I’d love to hear your experiences of running into roadblocks and how you’ve managed. Did you run out of steam for a while, hoping that someone or something would come along and save the day? How did things turn out for you? Over to you!
brett rossi says
Will you permit me to publish this on my twitter?
Nicola says
Yes, of course 🙂
Amy Bovaird says
Hi Nicola,
I hear you! But so glad the clouds are clearing. Being in the “victim” mode is no fun and we have to consciously take ourselves out if it and reach for joy.
Whatever happened with your family doesn’t sound pleasant. But if we aren’t pro-active, we’ll veg in that mindset. It puts a lot of pressure on others who can’t read our minds.
I’m losing my vision and every day is a challenge to cull out the good, the humorous, the best of what the day brings. Sometimes I’m tempted to have a temper tantrum and shout at the world, “I’ve run into that xyz for the 100th time. Just move it!!” But it’s not anyone’s fault I didn’t see it. I just get out the ice bag! LOL.
I once attended a Bible study for awhile and they were studying a book by Tommy Newberry called The 4:8 Principle. It’s taken from Philippians 4:8 and breaks down all the junk-producing thoughts we have and replaces it with joy-filled true thoughts. I had it on my fridge for a long time but finally I sent this paper to my friend and she loved it. =)
Nicola says
Hi Amy
You’re quite right about vegging! It’s far too easier to slip into the ‘poor me’ mindset and takes action to get out! I hadn’t really thought about the effects on others around me, although I guess that’s probably got a lot to do with being in a poor me mindset anyway!

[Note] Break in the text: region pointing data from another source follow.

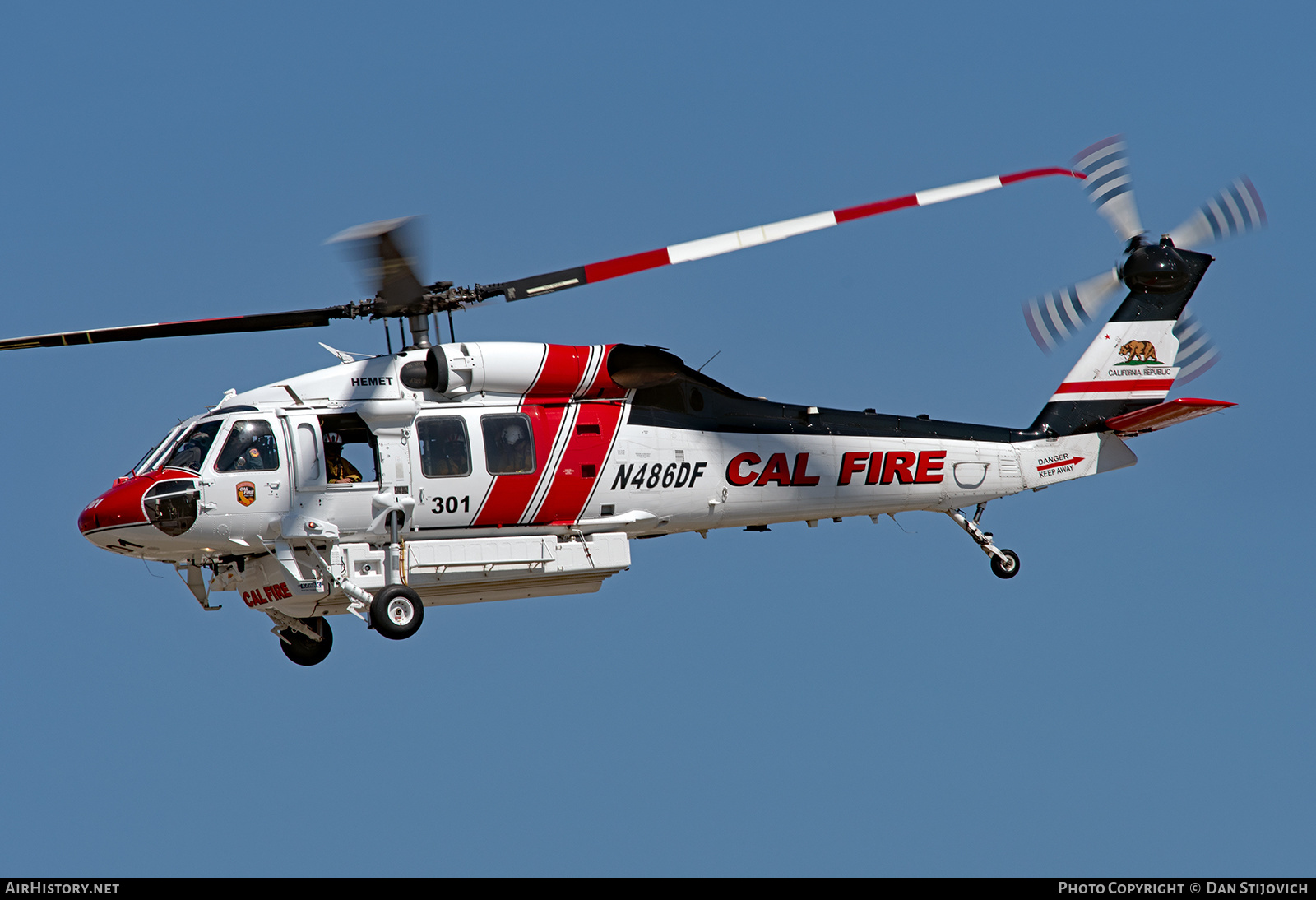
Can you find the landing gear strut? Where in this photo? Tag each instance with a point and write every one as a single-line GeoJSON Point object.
{"type": "Point", "coordinates": [1004, 564]}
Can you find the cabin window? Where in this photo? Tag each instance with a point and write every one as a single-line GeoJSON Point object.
{"type": "Point", "coordinates": [444, 448]}
{"type": "Point", "coordinates": [350, 449]}
{"type": "Point", "coordinates": [508, 443]}
{"type": "Point", "coordinates": [249, 449]}
{"type": "Point", "coordinates": [192, 449]}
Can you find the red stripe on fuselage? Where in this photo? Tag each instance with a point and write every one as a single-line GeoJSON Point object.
{"type": "Point", "coordinates": [563, 368]}
{"type": "Point", "coordinates": [603, 386]}
{"type": "Point", "coordinates": [559, 375]}
{"type": "Point", "coordinates": [586, 447]}
{"type": "Point", "coordinates": [1119, 386]}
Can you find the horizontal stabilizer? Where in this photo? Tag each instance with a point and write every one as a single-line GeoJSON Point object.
{"type": "Point", "coordinates": [1164, 415]}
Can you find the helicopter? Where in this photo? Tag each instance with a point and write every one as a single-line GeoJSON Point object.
{"type": "Point", "coordinates": [475, 471]}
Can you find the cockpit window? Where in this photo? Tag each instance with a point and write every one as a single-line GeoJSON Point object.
{"type": "Point", "coordinates": [249, 449]}
{"type": "Point", "coordinates": [157, 452]}
{"type": "Point", "coordinates": [191, 452]}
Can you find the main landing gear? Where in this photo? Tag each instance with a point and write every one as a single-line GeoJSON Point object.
{"type": "Point", "coordinates": [1004, 564]}
{"type": "Point", "coordinates": [304, 641]}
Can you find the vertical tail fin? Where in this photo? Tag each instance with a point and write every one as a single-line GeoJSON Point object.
{"type": "Point", "coordinates": [1131, 364]}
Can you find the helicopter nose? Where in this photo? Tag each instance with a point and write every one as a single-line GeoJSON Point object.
{"type": "Point", "coordinates": [118, 507]}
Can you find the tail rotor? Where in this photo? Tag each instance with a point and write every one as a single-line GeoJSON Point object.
{"type": "Point", "coordinates": [1109, 183]}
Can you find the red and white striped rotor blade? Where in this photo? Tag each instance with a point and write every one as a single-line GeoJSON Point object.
{"type": "Point", "coordinates": [750, 237]}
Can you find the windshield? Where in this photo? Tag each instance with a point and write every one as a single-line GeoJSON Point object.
{"type": "Point", "coordinates": [194, 448]}
{"type": "Point", "coordinates": [155, 452]}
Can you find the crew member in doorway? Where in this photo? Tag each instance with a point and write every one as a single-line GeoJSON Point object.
{"type": "Point", "coordinates": [339, 470]}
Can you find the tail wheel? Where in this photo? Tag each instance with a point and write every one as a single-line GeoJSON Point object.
{"type": "Point", "coordinates": [1007, 568]}
{"type": "Point", "coordinates": [396, 612]}
{"type": "Point", "coordinates": [303, 650]}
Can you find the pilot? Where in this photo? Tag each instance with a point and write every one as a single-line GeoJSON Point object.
{"type": "Point", "coordinates": [449, 454]}
{"type": "Point", "coordinates": [250, 459]}
{"type": "Point", "coordinates": [340, 470]}
{"type": "Point", "coordinates": [192, 452]}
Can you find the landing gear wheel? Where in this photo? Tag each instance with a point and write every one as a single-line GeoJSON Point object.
{"type": "Point", "coordinates": [1006, 568]}
{"type": "Point", "coordinates": [303, 650]}
{"type": "Point", "coordinates": [396, 612]}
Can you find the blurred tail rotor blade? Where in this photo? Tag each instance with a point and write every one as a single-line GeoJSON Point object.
{"type": "Point", "coordinates": [1057, 316]}
{"type": "Point", "coordinates": [1197, 350]}
{"type": "Point", "coordinates": [1235, 211]}
{"type": "Point", "coordinates": [388, 252]}
{"type": "Point", "coordinates": [1110, 184]}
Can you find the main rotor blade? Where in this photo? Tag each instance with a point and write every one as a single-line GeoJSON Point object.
{"type": "Point", "coordinates": [1235, 211]}
{"type": "Point", "coordinates": [388, 252]}
{"type": "Point", "coordinates": [1110, 184]}
{"type": "Point", "coordinates": [229, 325]}
{"type": "Point", "coordinates": [1057, 316]}
{"type": "Point", "coordinates": [719, 244]}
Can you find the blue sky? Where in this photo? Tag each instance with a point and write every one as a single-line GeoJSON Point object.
{"type": "Point", "coordinates": [850, 699]}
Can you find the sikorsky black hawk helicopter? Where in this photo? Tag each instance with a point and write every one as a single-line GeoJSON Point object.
{"type": "Point", "coordinates": [471, 471]}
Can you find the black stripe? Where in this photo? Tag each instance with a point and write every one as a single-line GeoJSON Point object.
{"type": "Point", "coordinates": [540, 285]}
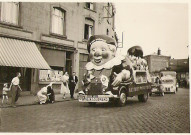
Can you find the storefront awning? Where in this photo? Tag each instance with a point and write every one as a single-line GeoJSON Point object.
{"type": "Point", "coordinates": [18, 53]}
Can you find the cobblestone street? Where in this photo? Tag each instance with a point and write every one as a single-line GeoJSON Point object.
{"type": "Point", "coordinates": [168, 114]}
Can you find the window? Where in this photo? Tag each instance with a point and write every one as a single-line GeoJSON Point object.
{"type": "Point", "coordinates": [54, 74]}
{"type": "Point", "coordinates": [58, 21]}
{"type": "Point", "coordinates": [10, 12]}
{"type": "Point", "coordinates": [88, 28]}
{"type": "Point", "coordinates": [90, 5]}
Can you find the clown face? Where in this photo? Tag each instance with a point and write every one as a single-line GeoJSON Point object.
{"type": "Point", "coordinates": [101, 52]}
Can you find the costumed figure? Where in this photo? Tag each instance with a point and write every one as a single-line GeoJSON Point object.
{"type": "Point", "coordinates": [42, 94]}
{"type": "Point", "coordinates": [104, 66]}
{"type": "Point", "coordinates": [64, 86]}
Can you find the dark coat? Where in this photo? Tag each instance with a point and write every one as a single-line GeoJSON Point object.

Thanks for the info about the 4:8 Principle, I’ll check it out…everything helps, after all!
Thanks for your comment 🙂
Kungphoo says
There is always a light at the end of every tunnel.. sometimes it takes time to get there.. When you find yourself going into a pity party, pull yourself out by doing something you like to do.. That helps me..
Nicola says
Yes I agree Kungphoo, although for me the harder part of the process is recognising that I’m slipping into the darkness! Once this realisation dawns, then taking steps to improve the situation comes easier.